Die Arbeit als Rednerin: Schauspielkunst trifft Menschenkenntnis
Christina erklärt, wie sie mit Paaren oder Angehörigen spricht, sich in sie einfühlt, ihre Geschichten aufsaugt, ihre Gesten beobachtet – um all das dann in Worte zu fassen. Ihre Bühnen- und Schauspielerfahrung hilft ihr dabei. Sie bereitet jede Zeremonie individuell vor, wird zum Ruhepol, zur Koordinatorin, zur Erzählerin – und zur Stimme in einem besonderen Moment.

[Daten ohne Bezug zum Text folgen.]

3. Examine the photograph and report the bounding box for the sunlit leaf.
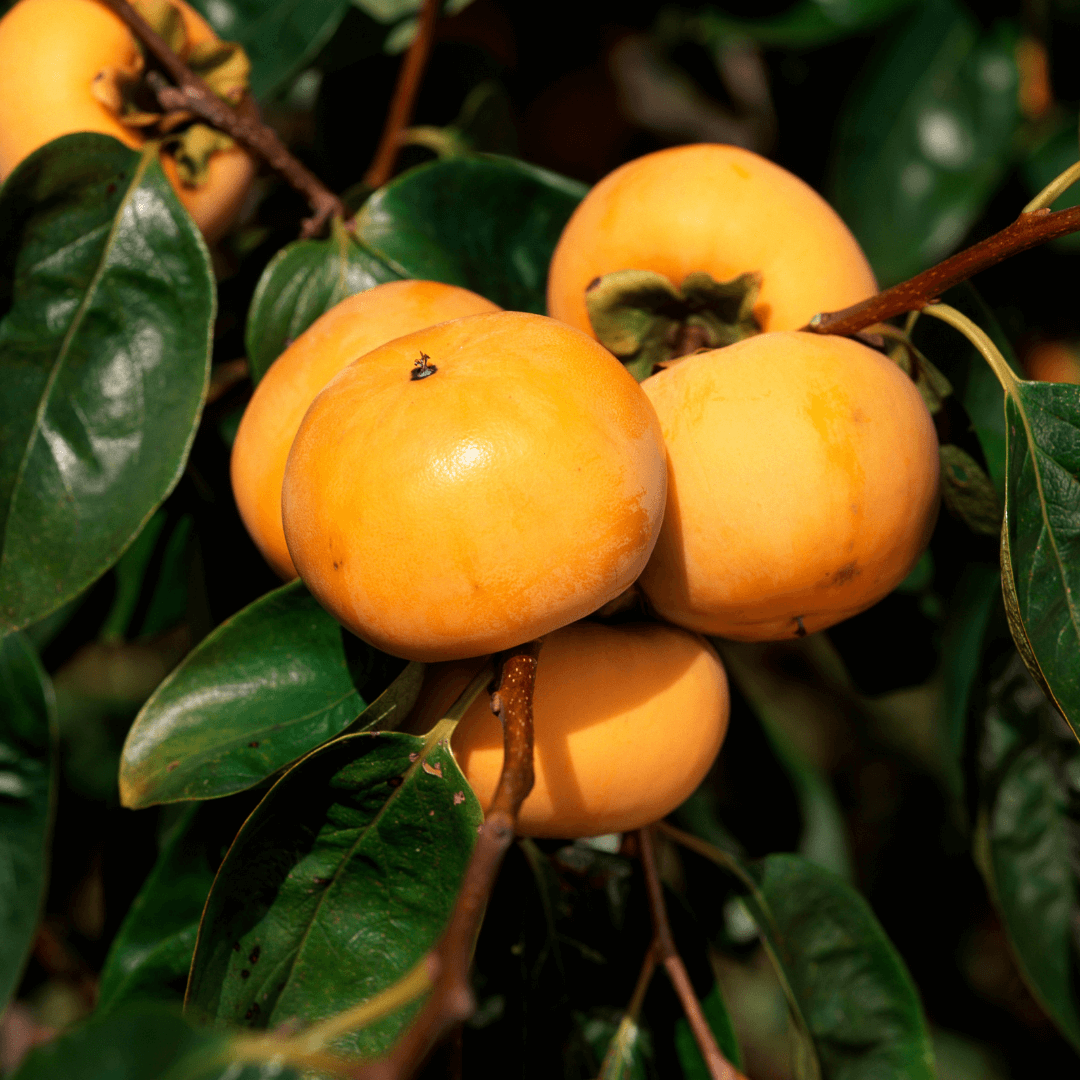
[0,634,56,1012]
[0,134,215,627]
[187,732,482,1054]
[120,579,422,807]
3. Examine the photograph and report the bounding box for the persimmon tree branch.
[364,0,442,188]
[337,642,540,1080]
[100,0,349,237]
[802,206,1080,335]
[637,825,745,1080]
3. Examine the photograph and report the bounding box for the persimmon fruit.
[639,332,939,640]
[282,311,666,661]
[548,144,877,336]
[0,0,255,240]
[230,281,500,581]
[415,621,730,838]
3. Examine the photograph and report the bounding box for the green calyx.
[91,0,252,188]
[585,270,761,381]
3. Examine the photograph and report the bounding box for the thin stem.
[802,206,1080,335]
[100,0,349,237]
[364,0,440,188]
[637,825,739,1080]
[1024,161,1080,214]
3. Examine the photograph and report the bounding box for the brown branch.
[100,0,349,237]
[348,642,540,1080]
[637,825,745,1080]
[802,206,1080,335]
[364,0,441,188]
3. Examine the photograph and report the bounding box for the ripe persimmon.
[230,281,500,581]
[639,332,939,640]
[0,0,255,240]
[282,311,666,661]
[442,622,730,837]
[548,144,877,343]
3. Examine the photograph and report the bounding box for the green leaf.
[244,221,400,382]
[0,634,56,1012]
[678,0,913,49]
[356,154,585,313]
[831,0,1021,287]
[188,729,482,1055]
[1001,379,1080,738]
[0,134,216,629]
[674,832,935,1080]
[675,984,742,1080]
[976,656,1080,1050]
[12,1005,297,1080]
[97,796,253,1015]
[120,579,422,808]
[191,0,349,98]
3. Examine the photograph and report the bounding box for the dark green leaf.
[0,634,56,1012]
[1001,379,1080,731]
[678,0,912,49]
[675,985,742,1080]
[97,796,254,1015]
[686,838,935,1080]
[120,579,419,807]
[192,0,347,98]
[0,134,215,627]
[188,732,482,1055]
[832,0,1020,285]
[244,222,400,382]
[356,154,585,313]
[976,656,1080,1049]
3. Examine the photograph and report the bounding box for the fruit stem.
[364,0,440,189]
[802,198,1080,336]
[95,0,350,237]
[637,825,739,1080]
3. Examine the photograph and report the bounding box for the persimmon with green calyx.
[230,281,500,581]
[0,0,255,240]
[282,311,667,661]
[638,332,939,640]
[409,620,730,838]
[548,144,877,378]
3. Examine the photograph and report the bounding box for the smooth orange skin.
[0,0,255,240]
[548,143,877,334]
[639,332,939,642]
[1024,341,1080,382]
[435,622,730,838]
[282,311,666,661]
[231,281,500,581]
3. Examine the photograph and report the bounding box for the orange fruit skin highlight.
[548,143,877,334]
[230,281,500,581]
[282,311,666,661]
[639,332,939,640]
[0,0,255,240]
[436,622,730,837]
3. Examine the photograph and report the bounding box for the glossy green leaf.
[191,0,349,98]
[13,1005,297,1080]
[682,0,913,49]
[187,732,482,1055]
[976,656,1080,1049]
[0,134,216,627]
[0,634,56,1012]
[356,154,585,313]
[120,579,421,808]
[1001,379,1080,737]
[831,0,1020,287]
[690,841,935,1080]
[244,222,400,382]
[97,796,261,1015]
[675,984,742,1080]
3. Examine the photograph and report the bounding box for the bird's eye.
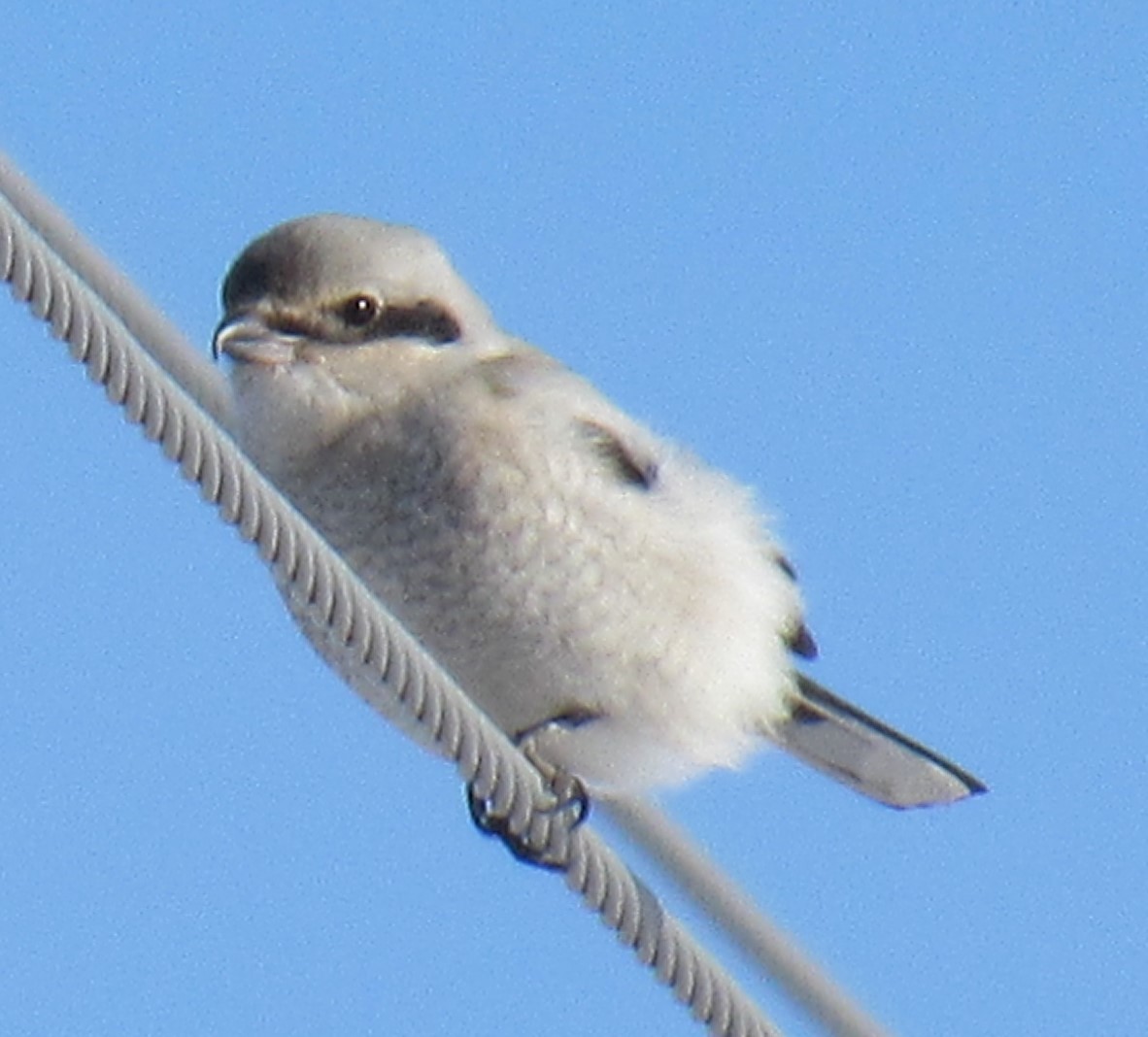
[339,295,383,328]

Zwischen Gefühl und Professionalität: eine Frau mit Haltung
Im Podcast berichtet sie offen von Pannen, davon, wie sie mit Krankheiten umgeht, warum sie einen Auftritt am Tag nach der Geburt ihres zweiten Sohnes absolvierte – und warum sie sich bewusst gegen Social Media entschieden hat. Likes und Vergleiche seien nichts für sie, sagt sie, ihr Fokus liegt auf echter Verbindung mit echten Menschen.
Was sie sich wünscht?
Gesund bleiben. Ihre Familie im Gleichgewicht wissen. Und weiterhin die Möglichkeit haben, Menschen mit ihren Worten und Liedern zu berühren.